Ballistic and resonant negative photocurrents in semiconducting carbon nanotubes
Christoph Karnetzky, Lukas Sponfeldner, Max Engl, and Alexander W., Holleitner

TL;DR
This study investigates ultrafast photocurrents in semiconducting carbon nanotubes, revealing ballistic charge transport, thermionic emission dominance, and polarity changes linked to charge injection and population inversion.
Contribution
It demonstrates the role of thermionic emission and population inversion in photocurrent behavior in carbon nanotubes under resonant excitation.
Findings
Photocurrent is dominated by thermionic emission processes.
Charge transport occurs ballistically after exciton dissociation.
Polarity of photocurrent changes with charge injection levels.
Abstract
Ultrafast photocurrent experiments are performed on semiconducting, single-walled carbon nanotubes under a resonant optical excitation of their subbands.
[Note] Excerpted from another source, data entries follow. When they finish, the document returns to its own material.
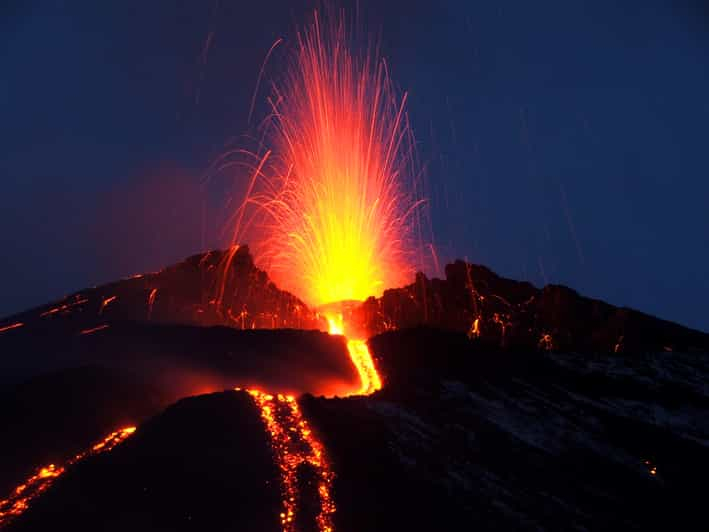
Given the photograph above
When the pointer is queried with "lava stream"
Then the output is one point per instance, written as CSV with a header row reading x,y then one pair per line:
x,y
294,445
18,500
362,360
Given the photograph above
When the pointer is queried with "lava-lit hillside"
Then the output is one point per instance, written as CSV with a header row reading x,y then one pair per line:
x,y
502,405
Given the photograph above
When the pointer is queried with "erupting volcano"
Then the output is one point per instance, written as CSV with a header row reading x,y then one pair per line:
x,y
359,396
332,206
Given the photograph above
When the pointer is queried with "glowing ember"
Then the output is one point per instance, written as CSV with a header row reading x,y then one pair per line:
x,y
66,307
105,303
360,357
18,501
151,300
294,445
331,197
94,329
11,326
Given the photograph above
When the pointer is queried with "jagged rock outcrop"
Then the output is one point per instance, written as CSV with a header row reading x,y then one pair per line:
x,y
504,313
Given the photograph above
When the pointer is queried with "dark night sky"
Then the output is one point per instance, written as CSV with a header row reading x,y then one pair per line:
x,y
565,141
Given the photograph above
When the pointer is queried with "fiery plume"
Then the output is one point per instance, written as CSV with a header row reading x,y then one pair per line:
x,y
333,201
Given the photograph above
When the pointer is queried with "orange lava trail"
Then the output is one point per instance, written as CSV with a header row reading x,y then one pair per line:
x,y
151,301
105,303
11,326
94,329
360,356
63,308
294,445
18,500
363,361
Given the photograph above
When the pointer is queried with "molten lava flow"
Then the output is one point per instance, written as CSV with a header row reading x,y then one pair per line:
x,y
19,499
105,303
65,308
94,329
294,445
360,357
333,203
151,300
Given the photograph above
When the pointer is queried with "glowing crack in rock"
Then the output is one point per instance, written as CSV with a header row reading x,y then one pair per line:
x,y
294,445
105,303
94,329
19,499
11,327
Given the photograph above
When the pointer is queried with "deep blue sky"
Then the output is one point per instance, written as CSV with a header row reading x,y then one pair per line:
x,y
565,141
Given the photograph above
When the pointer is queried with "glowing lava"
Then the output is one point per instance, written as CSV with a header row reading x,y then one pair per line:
x,y
19,499
333,202
11,326
360,357
294,446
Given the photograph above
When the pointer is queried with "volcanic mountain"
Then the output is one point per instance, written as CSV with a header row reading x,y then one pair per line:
x,y
504,406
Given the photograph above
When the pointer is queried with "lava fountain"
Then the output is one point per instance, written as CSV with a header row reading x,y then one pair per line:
x,y
332,204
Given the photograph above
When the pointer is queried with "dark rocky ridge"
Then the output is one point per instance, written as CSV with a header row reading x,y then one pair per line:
x,y
516,315
553,424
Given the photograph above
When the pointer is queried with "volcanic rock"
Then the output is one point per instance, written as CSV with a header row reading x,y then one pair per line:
x,y
501,312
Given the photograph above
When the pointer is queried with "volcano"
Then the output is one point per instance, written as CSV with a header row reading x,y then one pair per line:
x,y
148,403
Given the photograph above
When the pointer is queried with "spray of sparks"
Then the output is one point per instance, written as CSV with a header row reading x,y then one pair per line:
x,y
333,202
18,501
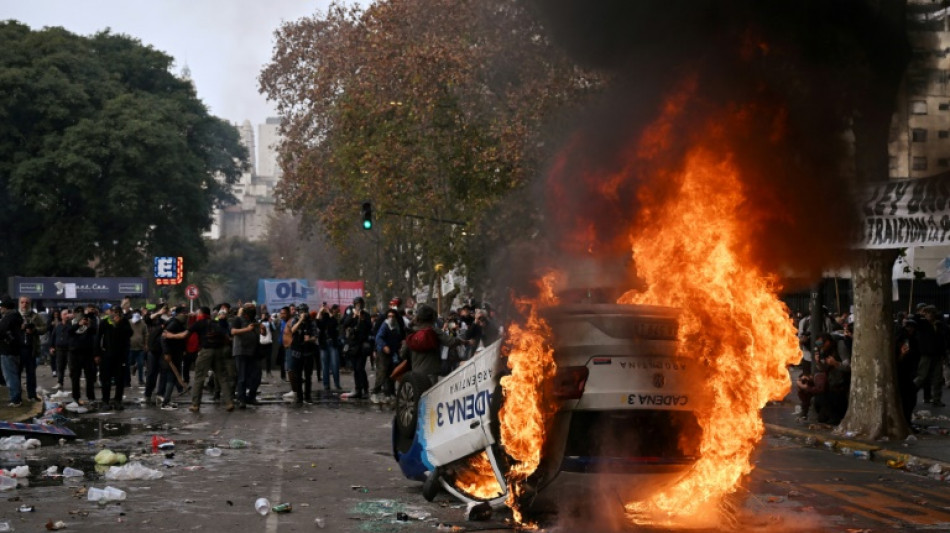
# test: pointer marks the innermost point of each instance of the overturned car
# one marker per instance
(625, 419)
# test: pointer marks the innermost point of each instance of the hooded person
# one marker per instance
(423, 347)
(11, 338)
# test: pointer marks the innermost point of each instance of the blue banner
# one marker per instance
(277, 293)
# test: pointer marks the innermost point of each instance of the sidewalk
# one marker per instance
(919, 453)
(26, 413)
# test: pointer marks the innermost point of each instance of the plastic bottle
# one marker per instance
(7, 483)
(262, 505)
(72, 472)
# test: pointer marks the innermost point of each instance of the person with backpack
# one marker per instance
(11, 338)
(356, 330)
(214, 336)
(423, 347)
(245, 335)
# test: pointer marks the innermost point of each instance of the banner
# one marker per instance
(277, 293)
(339, 292)
(904, 213)
(79, 289)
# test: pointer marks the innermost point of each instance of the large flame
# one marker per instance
(692, 250)
(528, 404)
(477, 478)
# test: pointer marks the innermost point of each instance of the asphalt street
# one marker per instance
(332, 462)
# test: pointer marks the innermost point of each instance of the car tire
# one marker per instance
(432, 485)
(407, 409)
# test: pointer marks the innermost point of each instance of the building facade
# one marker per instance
(248, 218)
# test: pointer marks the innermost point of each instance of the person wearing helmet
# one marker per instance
(356, 331)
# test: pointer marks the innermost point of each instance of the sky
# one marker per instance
(225, 43)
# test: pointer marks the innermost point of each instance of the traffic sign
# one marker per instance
(191, 292)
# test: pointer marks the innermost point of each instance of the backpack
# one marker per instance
(288, 337)
(424, 340)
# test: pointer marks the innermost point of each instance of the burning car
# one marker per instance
(624, 414)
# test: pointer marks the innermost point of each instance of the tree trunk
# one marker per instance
(874, 404)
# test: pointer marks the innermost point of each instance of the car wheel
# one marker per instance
(407, 408)
(432, 485)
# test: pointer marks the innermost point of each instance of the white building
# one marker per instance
(254, 191)
(920, 132)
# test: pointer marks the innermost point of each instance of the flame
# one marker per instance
(477, 478)
(528, 405)
(691, 249)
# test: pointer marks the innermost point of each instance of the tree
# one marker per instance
(106, 157)
(430, 109)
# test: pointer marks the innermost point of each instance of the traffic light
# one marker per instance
(367, 215)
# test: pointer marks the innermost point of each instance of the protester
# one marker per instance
(11, 340)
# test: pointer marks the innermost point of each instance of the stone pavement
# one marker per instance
(18, 414)
(918, 453)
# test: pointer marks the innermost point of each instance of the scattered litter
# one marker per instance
(74, 407)
(895, 464)
(18, 442)
(108, 494)
(72, 472)
(22, 471)
(107, 457)
(478, 512)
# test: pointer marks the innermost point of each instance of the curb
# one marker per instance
(874, 453)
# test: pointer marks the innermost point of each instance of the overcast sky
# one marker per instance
(225, 43)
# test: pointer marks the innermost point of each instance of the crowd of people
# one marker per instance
(226, 351)
(920, 353)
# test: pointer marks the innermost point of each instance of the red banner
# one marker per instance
(339, 292)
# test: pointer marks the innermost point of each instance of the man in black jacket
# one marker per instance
(11, 338)
(356, 330)
(116, 339)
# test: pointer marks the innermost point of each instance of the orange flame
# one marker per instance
(528, 406)
(694, 255)
(477, 478)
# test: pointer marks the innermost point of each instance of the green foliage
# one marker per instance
(106, 158)
(435, 109)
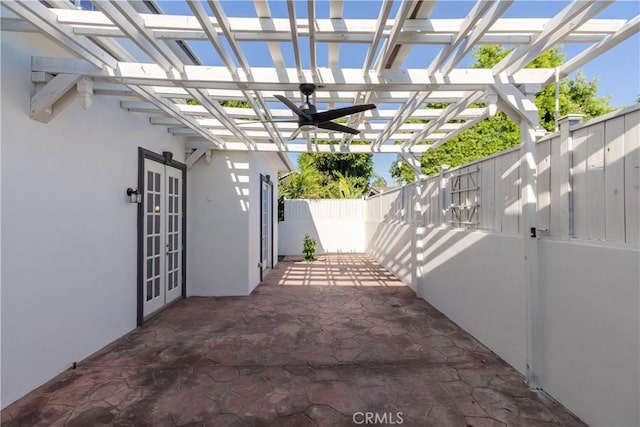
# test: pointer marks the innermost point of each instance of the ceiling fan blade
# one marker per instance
(293, 107)
(295, 134)
(338, 128)
(325, 116)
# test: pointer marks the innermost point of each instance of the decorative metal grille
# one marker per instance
(465, 198)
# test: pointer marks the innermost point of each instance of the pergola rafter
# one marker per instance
(164, 71)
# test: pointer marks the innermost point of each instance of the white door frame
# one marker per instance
(170, 225)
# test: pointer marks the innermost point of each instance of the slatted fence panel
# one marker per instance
(632, 176)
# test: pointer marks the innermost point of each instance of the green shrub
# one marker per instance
(309, 248)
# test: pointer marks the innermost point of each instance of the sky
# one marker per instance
(617, 70)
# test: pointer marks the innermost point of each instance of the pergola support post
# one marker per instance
(418, 240)
(563, 179)
(528, 230)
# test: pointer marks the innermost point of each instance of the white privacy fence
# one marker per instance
(587, 187)
(565, 303)
(336, 225)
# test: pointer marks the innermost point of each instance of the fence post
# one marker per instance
(564, 176)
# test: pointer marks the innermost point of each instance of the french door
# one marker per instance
(162, 242)
(266, 225)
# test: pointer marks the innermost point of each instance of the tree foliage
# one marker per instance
(402, 173)
(329, 176)
(576, 95)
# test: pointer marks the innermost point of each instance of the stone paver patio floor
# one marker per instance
(313, 345)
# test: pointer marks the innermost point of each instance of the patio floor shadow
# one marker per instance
(346, 339)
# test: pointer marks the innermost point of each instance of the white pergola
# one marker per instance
(135, 51)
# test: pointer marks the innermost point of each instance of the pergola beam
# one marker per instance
(468, 24)
(293, 28)
(388, 49)
(204, 77)
(448, 114)
(459, 52)
(630, 28)
(43, 100)
(156, 70)
(335, 15)
(303, 148)
(573, 16)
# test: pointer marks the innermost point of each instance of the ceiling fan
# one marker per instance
(309, 119)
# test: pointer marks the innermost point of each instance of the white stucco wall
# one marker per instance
(223, 237)
(68, 230)
(217, 226)
(590, 330)
(483, 267)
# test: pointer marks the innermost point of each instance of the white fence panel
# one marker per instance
(632, 176)
(337, 225)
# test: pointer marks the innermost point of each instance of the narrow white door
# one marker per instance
(266, 208)
(174, 234)
(162, 266)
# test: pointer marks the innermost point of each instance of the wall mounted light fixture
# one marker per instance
(134, 195)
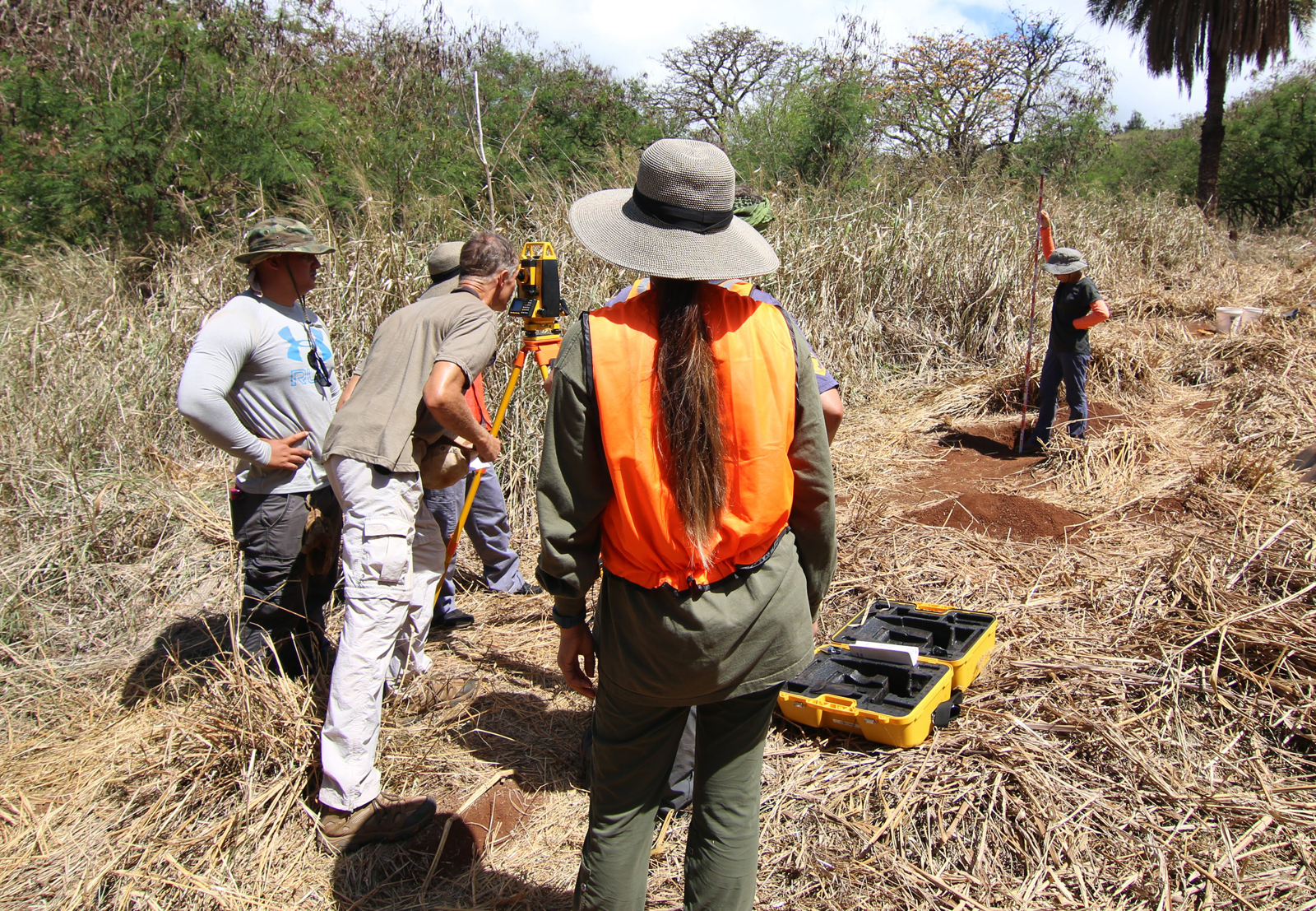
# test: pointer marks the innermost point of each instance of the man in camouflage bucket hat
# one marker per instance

The photogenerated excitons are dissociated at large electric fields and the resulting transport of the charge carriers turns out to be ballistic. Thermionic emission processes to the contacts dominate the photocurrent. The charge current without laser excitation is well described by a Fowler-Nordheim tunneling. The time-averaged photocurrent changes polarity as soon as sufficient charge carriers are injected from the contacts, which can be explained by an effective population inversion in the optically pumped subbands.